Thématique du WISE Summit 2013 (Qatar Foundation)



CINQ IDÉES FORTES

  1. Le numérique ne change pas seulement la manière d’ensei­gner et d’apprendre, mais la connaissance elle­-même.
  2. La transformation la plus importante de l’éducation s’organisera autour de l’ouverture et de la collaboration.
  3. Le rôle des pouvoirs publics dans l’éducation se définira autour de la capacité (ou de l’incapacité) à assurer une éducation à la fois différenciée, accessible à tous, et authentiquement émancipatrice.
  4. L’évaluation est la clé du change­ ment.

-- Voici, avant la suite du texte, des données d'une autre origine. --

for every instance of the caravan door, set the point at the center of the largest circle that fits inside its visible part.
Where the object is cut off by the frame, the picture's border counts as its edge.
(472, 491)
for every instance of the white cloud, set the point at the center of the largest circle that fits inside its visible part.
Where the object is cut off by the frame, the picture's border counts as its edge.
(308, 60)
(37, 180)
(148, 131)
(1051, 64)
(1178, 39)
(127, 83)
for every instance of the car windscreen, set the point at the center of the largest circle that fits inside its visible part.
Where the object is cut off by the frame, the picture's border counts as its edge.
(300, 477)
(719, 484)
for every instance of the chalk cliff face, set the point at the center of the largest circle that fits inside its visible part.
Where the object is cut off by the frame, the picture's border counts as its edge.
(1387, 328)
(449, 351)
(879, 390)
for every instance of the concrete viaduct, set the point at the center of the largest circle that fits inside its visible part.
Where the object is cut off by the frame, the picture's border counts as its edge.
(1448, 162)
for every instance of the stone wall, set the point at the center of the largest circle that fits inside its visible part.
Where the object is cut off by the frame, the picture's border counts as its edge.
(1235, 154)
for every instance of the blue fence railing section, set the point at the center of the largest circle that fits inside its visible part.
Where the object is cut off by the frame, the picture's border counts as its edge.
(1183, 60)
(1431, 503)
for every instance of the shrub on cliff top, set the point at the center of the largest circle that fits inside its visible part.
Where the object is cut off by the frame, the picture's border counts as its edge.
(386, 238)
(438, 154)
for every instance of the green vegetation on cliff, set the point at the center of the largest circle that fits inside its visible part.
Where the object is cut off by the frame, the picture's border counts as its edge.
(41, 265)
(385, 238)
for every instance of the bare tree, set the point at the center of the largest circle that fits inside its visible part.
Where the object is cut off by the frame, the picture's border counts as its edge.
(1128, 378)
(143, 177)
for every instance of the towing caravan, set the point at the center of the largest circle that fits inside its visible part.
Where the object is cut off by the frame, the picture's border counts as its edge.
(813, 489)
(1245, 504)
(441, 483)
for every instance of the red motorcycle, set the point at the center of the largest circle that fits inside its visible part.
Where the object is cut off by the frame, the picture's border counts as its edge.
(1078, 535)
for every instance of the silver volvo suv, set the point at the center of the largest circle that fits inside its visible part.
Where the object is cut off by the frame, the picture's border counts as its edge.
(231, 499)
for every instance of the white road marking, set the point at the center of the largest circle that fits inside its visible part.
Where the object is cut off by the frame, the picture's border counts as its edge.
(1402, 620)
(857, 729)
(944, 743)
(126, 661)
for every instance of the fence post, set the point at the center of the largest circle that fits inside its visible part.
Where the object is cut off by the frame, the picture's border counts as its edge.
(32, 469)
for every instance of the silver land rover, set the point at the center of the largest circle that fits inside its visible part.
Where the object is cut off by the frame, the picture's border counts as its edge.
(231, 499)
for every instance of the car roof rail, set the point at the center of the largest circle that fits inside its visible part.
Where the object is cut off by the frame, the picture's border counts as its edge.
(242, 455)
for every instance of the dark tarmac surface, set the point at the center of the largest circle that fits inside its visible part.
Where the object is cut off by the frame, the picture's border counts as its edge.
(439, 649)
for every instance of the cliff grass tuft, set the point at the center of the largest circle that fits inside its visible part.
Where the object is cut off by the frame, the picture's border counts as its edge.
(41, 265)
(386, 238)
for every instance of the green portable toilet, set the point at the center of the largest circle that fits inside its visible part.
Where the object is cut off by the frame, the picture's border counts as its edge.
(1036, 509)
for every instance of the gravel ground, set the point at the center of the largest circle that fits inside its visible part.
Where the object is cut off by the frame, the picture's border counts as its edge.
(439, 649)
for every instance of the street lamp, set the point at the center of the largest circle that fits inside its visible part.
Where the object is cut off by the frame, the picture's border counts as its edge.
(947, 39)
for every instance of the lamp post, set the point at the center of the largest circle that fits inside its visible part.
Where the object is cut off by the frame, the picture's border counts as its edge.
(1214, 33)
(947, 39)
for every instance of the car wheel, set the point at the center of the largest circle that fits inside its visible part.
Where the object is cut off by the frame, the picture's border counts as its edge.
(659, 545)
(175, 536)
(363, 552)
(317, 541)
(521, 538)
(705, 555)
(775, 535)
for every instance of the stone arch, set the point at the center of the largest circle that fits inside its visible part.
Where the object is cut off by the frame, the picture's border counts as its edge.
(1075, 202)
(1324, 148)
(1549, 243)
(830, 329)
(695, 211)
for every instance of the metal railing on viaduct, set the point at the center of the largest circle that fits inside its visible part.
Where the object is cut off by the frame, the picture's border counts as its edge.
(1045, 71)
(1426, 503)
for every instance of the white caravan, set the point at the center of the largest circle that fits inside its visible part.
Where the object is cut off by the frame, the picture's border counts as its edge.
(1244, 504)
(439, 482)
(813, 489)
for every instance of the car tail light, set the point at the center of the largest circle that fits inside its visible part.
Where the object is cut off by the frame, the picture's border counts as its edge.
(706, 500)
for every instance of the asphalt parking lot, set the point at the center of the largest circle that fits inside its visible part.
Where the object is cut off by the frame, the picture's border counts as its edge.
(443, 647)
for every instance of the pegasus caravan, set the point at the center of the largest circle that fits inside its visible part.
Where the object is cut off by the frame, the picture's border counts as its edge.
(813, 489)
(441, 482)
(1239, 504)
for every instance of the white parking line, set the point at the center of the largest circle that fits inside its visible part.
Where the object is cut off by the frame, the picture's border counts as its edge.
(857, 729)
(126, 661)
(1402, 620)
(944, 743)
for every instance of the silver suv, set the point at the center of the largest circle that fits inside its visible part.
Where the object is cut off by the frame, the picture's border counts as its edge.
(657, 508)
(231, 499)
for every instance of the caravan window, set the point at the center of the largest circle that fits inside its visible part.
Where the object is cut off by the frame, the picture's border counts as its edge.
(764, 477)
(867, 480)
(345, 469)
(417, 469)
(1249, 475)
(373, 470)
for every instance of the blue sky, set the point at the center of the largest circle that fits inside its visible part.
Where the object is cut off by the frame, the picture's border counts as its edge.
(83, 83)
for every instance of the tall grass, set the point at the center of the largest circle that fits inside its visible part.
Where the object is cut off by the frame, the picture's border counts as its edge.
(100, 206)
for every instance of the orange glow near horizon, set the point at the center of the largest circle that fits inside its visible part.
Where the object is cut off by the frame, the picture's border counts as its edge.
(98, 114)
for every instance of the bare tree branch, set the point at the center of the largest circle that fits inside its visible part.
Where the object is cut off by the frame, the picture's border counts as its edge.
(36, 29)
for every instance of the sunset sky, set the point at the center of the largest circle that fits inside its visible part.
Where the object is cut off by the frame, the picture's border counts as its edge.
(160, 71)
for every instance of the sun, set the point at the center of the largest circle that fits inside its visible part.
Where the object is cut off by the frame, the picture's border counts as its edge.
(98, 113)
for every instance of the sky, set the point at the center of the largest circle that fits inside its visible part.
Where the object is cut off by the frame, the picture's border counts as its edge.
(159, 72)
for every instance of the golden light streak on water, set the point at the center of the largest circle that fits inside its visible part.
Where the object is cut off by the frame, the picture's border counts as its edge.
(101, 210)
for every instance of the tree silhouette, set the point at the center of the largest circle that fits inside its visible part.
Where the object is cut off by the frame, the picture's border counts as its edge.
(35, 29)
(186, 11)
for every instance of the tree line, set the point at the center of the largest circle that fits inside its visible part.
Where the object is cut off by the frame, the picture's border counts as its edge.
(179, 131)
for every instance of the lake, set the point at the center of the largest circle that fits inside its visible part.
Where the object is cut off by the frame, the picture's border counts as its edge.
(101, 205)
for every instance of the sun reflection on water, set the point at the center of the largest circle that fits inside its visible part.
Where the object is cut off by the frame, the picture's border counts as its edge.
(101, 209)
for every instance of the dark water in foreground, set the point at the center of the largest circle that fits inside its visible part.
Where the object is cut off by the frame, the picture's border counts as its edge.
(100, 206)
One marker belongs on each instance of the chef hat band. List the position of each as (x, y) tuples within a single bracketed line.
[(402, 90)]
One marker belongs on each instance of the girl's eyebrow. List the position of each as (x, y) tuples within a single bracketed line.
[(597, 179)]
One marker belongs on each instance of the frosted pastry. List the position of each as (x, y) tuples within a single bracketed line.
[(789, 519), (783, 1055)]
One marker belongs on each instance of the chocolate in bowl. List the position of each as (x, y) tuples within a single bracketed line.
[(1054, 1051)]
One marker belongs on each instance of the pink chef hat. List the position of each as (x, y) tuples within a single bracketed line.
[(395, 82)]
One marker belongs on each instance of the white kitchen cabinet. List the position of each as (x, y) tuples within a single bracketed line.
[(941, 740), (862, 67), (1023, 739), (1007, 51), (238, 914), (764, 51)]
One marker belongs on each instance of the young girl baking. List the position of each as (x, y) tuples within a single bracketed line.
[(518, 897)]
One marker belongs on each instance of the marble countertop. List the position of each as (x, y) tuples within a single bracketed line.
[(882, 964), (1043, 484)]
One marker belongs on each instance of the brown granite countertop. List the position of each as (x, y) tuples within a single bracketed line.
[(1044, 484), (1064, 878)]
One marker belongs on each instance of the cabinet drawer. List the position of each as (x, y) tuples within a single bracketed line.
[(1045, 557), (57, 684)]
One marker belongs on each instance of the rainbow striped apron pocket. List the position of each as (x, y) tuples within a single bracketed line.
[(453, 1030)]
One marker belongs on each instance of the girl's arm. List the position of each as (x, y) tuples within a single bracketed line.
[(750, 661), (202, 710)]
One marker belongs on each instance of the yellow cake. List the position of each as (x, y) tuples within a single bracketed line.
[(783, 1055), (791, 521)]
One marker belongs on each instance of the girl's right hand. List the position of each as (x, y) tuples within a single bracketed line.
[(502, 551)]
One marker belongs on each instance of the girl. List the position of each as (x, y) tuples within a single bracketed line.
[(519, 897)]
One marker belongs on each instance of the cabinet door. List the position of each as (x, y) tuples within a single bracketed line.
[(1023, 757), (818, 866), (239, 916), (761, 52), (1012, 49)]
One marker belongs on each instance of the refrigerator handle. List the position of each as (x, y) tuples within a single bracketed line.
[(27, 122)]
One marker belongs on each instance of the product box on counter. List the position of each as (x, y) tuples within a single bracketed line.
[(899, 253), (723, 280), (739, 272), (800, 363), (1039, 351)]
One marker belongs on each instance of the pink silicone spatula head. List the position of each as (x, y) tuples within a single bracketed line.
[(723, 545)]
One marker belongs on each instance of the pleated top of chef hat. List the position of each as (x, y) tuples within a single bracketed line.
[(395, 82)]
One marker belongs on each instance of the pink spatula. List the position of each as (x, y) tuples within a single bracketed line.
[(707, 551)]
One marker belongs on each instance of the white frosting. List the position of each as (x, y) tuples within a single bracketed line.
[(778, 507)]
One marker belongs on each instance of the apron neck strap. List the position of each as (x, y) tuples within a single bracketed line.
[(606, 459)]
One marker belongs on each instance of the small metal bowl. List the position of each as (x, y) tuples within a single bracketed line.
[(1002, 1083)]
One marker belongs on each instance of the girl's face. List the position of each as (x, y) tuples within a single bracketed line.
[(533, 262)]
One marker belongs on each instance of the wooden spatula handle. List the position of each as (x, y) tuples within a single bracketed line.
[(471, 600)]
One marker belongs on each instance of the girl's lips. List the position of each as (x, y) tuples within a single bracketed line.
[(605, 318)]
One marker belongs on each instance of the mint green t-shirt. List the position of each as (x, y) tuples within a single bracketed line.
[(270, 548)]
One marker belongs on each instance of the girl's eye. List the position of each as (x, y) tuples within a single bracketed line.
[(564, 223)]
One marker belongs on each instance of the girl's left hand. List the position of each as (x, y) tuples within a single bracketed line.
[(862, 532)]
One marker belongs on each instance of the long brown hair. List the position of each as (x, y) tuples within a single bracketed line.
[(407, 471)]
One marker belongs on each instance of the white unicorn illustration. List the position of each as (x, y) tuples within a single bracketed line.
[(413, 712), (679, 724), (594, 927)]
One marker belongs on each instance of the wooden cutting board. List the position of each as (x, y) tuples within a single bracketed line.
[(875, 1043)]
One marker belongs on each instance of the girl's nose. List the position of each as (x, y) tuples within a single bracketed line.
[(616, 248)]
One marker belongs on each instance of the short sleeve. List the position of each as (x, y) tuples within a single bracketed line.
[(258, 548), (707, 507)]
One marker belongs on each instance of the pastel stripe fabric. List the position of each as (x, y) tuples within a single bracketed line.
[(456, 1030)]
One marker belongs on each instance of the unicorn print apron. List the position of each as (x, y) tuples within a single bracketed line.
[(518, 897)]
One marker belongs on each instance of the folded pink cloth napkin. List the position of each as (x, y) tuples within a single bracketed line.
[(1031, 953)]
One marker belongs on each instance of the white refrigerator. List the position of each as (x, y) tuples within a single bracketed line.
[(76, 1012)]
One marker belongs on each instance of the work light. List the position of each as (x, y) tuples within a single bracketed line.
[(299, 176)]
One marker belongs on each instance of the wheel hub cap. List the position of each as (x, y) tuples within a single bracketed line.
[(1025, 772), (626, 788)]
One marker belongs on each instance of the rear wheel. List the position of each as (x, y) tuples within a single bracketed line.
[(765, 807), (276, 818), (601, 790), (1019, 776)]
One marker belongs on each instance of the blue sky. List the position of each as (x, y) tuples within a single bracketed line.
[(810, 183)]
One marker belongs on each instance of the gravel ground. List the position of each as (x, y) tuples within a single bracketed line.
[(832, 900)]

Qui tiendra les systèmes d’évaluation gouvernera l’école.
  5. La grande transformation de l’école a commencé. Ailleurs, mais aussi chez nous. C’est maintenant qu’il faut s’y engager.
Les systèmes nationaux d’éducation sont presque partout en crise, pris en défaut sur leurs deux objectifs prioritaires : préparer les enfants à prendre en mains le monde et assurer l’égalité des chances. Partout dans le monde, l’école est entrée en mutation sous l’influence de plusieurs forces :

  1. Le numérique, qui transforme la matière première de l’éducation, la connaissance, et qui change également les métiers et les compétences-clés de demain.
  2. L’avancée controversée, mais puissante, des neurosciences et des ‘datasciences’.
  3. La dynamique des entreprises innovantes de l’‘EdTech’ et, récemment, leur puissance financière.
  4. La pression mondiale sur les finances publiques, qui contraint les systèmes publics d’enseignement à chercher de nouvelles manières de faire.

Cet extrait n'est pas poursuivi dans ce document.